In chiusura, Raffaele Lenzi fa cenno a un ulteriore profilo problematico che meriterebbe un intervento normativo, soprattutto alla luce del formante giurisprudenziale: la riflessione prende spunto dalla figura, di matrice dottrinale, della “pretermissione amica” (espressione che si deve al prof. Stefano Pagliantini), cioè della pretermissione di un legittimario voluta dal testatore non in funzione punitiva, e consapevolmente accettata dal legittimario, che conseguentemente ometta di esercitare l’azione di riduzione. Oggi, a fronte dell’inerzia del legittimario, la giurisprudenza ammette che i suoi creditori possano agire in riduzione in via surrogatoria (il riferimento è alla nota pronuncia della Corte di cassazione n. 16623/2019); così come ammette che la rinuncia all’azione di riduzione da parte del legittimario, dopo la morte del disponente, possa essere impugnata con l’azione revocatoria. Si tratta di soluzioni che non convincono, in quanto distoniche rispetto alle istanze solidaristiche che, come ricordato, sono alla base della successione necessaria.

Si potrebbe quindi, in un’ottica di riforma, riconoscere carattere personalissimo sia all’azione di riduzione, prevedendo che questa possa essere esercitata esclusivamente dal legittimario leso e dai suoi eredi, sia alla rinuncia, da parte del legittimario che intenda conseguire la legittima, al legato sostitutivo di cui all’art. 551 cod. civ.
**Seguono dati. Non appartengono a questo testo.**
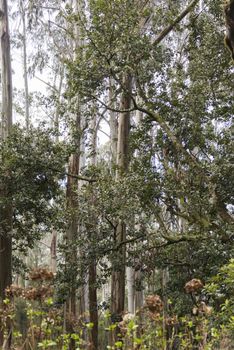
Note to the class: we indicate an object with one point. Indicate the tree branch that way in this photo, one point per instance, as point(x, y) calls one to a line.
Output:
point(168, 29)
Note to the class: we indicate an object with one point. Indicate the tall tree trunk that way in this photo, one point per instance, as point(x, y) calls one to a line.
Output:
point(113, 125)
point(118, 274)
point(6, 123)
point(24, 41)
point(93, 307)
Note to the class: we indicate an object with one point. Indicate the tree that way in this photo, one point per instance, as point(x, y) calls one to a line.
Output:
point(6, 124)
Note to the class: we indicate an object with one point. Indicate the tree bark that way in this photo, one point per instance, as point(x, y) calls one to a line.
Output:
point(93, 306)
point(6, 204)
point(25, 67)
point(6, 123)
point(118, 274)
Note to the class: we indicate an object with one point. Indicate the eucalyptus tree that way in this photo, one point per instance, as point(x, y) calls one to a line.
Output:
point(6, 124)
point(170, 90)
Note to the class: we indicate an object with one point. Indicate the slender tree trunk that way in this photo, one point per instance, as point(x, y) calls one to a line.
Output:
point(113, 125)
point(118, 274)
point(6, 204)
point(53, 251)
point(130, 275)
point(93, 307)
point(24, 41)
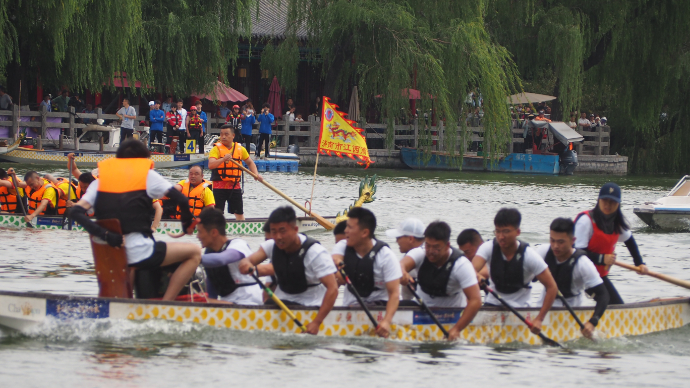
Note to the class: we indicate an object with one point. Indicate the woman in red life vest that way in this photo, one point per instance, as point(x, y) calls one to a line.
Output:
point(598, 230)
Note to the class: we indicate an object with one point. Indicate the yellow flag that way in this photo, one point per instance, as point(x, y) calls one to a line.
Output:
point(340, 137)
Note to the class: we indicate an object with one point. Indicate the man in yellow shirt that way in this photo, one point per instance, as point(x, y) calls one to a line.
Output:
point(225, 175)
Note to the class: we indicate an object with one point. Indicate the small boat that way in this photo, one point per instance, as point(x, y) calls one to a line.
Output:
point(234, 227)
point(492, 325)
point(671, 212)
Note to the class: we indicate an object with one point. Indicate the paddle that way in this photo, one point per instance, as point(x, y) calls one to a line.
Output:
point(322, 221)
point(19, 197)
point(660, 276)
point(428, 311)
point(353, 290)
point(254, 272)
point(544, 338)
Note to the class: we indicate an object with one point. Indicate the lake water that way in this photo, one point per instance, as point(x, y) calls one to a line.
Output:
point(155, 353)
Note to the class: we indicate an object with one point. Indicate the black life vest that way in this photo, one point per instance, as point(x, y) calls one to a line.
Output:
point(563, 272)
point(221, 278)
point(434, 280)
point(289, 268)
point(361, 271)
point(508, 276)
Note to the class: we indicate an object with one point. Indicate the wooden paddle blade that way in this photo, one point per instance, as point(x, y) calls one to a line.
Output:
point(112, 272)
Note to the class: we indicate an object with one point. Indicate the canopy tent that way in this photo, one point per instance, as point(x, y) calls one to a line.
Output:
point(526, 98)
point(222, 92)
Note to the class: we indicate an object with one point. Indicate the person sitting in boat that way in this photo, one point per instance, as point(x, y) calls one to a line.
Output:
point(445, 277)
point(303, 268)
point(226, 175)
point(598, 230)
point(196, 188)
point(371, 266)
point(9, 200)
point(512, 265)
point(125, 189)
point(221, 262)
point(573, 273)
point(42, 196)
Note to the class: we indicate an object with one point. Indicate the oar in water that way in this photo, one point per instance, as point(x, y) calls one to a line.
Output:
point(254, 272)
point(353, 290)
point(19, 197)
point(324, 222)
point(660, 276)
point(428, 311)
point(544, 338)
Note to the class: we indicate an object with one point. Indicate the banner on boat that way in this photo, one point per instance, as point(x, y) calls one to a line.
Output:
point(340, 137)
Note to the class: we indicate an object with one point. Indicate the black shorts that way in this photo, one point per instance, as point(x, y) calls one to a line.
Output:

Segue un breve dibattito, moderato da Mariano Sannino, innescato da alcuni interventi in tema di patto di famiglia, famiglia di fatto, negozi di destinazione testamentari. Quest’ultimo, osserva Raffaele Lenzi, è un tema particolarmente avvertito, dal momento che la giurisprudenza di merito nega l’ammissibilità del negozio di destinazione testamentario, anche in ragione di una lettura particolarmente rigida del divieto di pesi e condizioni sancito dall’art. 549 cod. civ. Un ripensamento di questa norma sarebbe opportuno, quantomeno con riferimento ai casi in cui l’atto di destinazione o il trust, che abbiano come beneficiario un legittimario, prevedano la destinazione a questi del reddito del patrimonio vincolato, riservandone – magari solo temporaneamente – la gestione a un soggetto terzo.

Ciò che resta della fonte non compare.